Gli incidenti al volante? Gran parte causati dalla distrazione da smartphone. In base ai più recenti dati Istat, nel 2016 quelli imputabili alla guida distratta sono stati oltre 36mila, circa il 16 per cento del totale. Così il numero delle vittime sulle strade, che nel 2016 si era stabilizzato, nel 2017 è cresciuto del 2,7 per cento. «Se avessimo maggiore consapevolezza dei meccanismi che guidano i processi dell’attenzione sarebbe forse possibile prevenire questi decessi in modo più efficace», mi ha spiegato Carlo Umiltà, professore emerito di neuropsicologia all’Università di Padova e coautore insieme a Paolo Legrenzi di Una cosa alla volta. Le regole dell’attenzione (Il Mulino). Non solo, distrazioni eccessive hanno un impatto negativo sulle relazioni interpersonali: «Ricerche dimostrano che un sovrautilizzo di smartphone, in grado di ridurre le nostre capacità attentive, ha conseguenze sui rapporti faccia a faccia, sulla salute mentale e su quella fisica», commenta Larry Rosen, professore emerito di psicologia alla California State University (Usa).
Cervelli troppo “antichi”
Eppure la tendenza ad avere sempre la testa tra le nuvole e a vagare con la mente è ormai una costante per tutti e non dipende solo dagli smartphone. Quante volte ci capita di dirigerci verso il frigo, aprirlo e renderci conto che non ci ricordiamo più cosa stavamo cercando? Di questo fenomeno ha parlato anche Tom Stafford dell’Università di Sheffield, che in un articolo pubblicato sul portale della Bbc ha citato il cosiddetto “effetto soglia”: andiamo in un’altra stanza per fare qualcosa e quando arriviamo ci dimentichiamo di cosa siamo venuti a fare. Per Stafford queste dimenticanze temporanee, legate a un cambiamento di luogo fisico, rappresentano un ottimo punto di vista sul funzionamento del cervello. Sul tema lo stesso Rosen insieme a Adam Gazzaley è uscito recentemente in libreria con un saggio dal titolo Distracted mind. Cervelli antichi in un mondo ipertecnologizzato (Franco Angeli) in cui questa forma di dimenticanza è definita “interferenza su un obiettivo”: «Può essere generata sia dall’interno, presentandosi con pensieri nella propria mente, sia dall’esterno, attraverso stimoli sensoriali», scrivono. Ma perché la nostra mente è così facilmente distraibile? «Tutti i sistemi complessi sono vulnerabili alle interferenze, compreso il funzionamento dei nostri pc», proseguono gli autori. «Il cervello umano, innegabilmente il sistema più complesso dell’universo conosciuto, è dunque estremamente vulnerabile». Ma non è solo questa la ragione. Secondo gli studiosi, la distraibilità è una conseguenza evolutiva: le nostre capacità di controllare l’attenzione non si sono sviluppate tanto quanto le nostre funzioni cognitive. In altre parole, sappiamo fare molte più cose dei nostri progenitori, ma ancora non abbiamo imparato del tutto a concentrarci su una alla volta.
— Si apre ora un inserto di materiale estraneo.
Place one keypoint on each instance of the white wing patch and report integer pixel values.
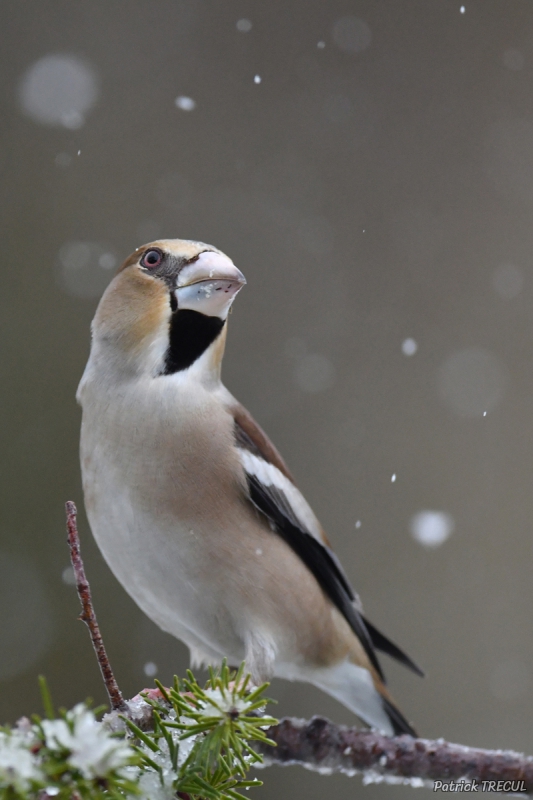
(269, 475)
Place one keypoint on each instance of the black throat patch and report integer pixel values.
(190, 335)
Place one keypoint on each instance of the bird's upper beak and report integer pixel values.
(209, 285)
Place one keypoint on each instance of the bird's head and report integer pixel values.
(167, 308)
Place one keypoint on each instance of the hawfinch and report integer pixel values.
(192, 506)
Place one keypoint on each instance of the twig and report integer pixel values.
(87, 615)
(321, 745)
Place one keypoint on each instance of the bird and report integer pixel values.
(192, 506)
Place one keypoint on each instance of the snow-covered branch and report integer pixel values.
(321, 745)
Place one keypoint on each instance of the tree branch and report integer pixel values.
(87, 615)
(319, 744)
(323, 746)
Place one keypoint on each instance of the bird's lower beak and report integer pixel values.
(209, 285)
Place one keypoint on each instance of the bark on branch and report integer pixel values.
(87, 615)
(321, 745)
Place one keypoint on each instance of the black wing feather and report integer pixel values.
(316, 556)
(384, 644)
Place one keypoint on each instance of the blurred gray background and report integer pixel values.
(369, 167)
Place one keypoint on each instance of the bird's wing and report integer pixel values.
(273, 492)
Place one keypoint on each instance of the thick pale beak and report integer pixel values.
(209, 285)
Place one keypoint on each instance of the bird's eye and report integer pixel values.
(152, 259)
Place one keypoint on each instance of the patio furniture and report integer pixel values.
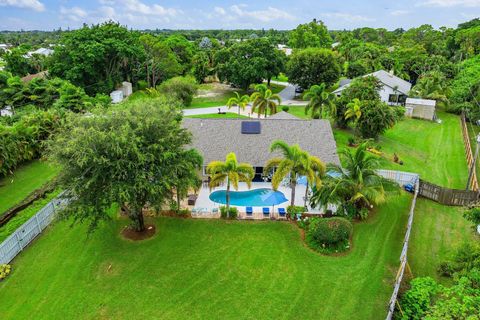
(266, 212)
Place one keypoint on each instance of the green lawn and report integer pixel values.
(26, 179)
(228, 115)
(437, 231)
(205, 269)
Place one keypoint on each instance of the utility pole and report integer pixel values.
(472, 167)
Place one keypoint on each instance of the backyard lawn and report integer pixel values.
(205, 269)
(216, 96)
(228, 115)
(26, 179)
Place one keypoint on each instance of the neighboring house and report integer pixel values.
(41, 51)
(250, 139)
(394, 89)
(420, 108)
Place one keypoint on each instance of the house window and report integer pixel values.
(394, 98)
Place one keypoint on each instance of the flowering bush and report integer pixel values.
(5, 270)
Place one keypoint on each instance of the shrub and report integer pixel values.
(294, 210)
(233, 212)
(181, 88)
(416, 301)
(5, 270)
(329, 234)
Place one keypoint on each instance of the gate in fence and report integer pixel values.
(450, 197)
(17, 241)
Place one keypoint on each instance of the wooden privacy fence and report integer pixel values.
(17, 241)
(469, 154)
(403, 256)
(450, 197)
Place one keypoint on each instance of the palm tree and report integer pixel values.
(356, 186)
(240, 102)
(320, 100)
(295, 162)
(264, 100)
(433, 85)
(233, 172)
(353, 110)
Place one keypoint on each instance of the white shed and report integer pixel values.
(420, 108)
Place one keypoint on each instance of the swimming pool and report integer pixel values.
(251, 198)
I distratti patologici, chi sono? Avete presente quel collega che finisce sempre col dimenticarsi gli appuntamenti e sbagliare i suoi compiti obbligando gli altri a rimediare? Secondo alcune ricerche la distrazione “patologica” potrebbero avere causa in una particolare conformazione del cervello. Ryota Kanai e i colleghi dello University College of London (Regno Unito) hanno rilevato, in una ricerca, volumi maggiori in alcune zone del cervello nelle persone più predisposte alla distrazione. «Anche se esistono differenze individuali nell’abilità individuale di distribuire le nostre risorse attentive», mi ha detto Carlo Umiltà, «una ragione certa non è nota».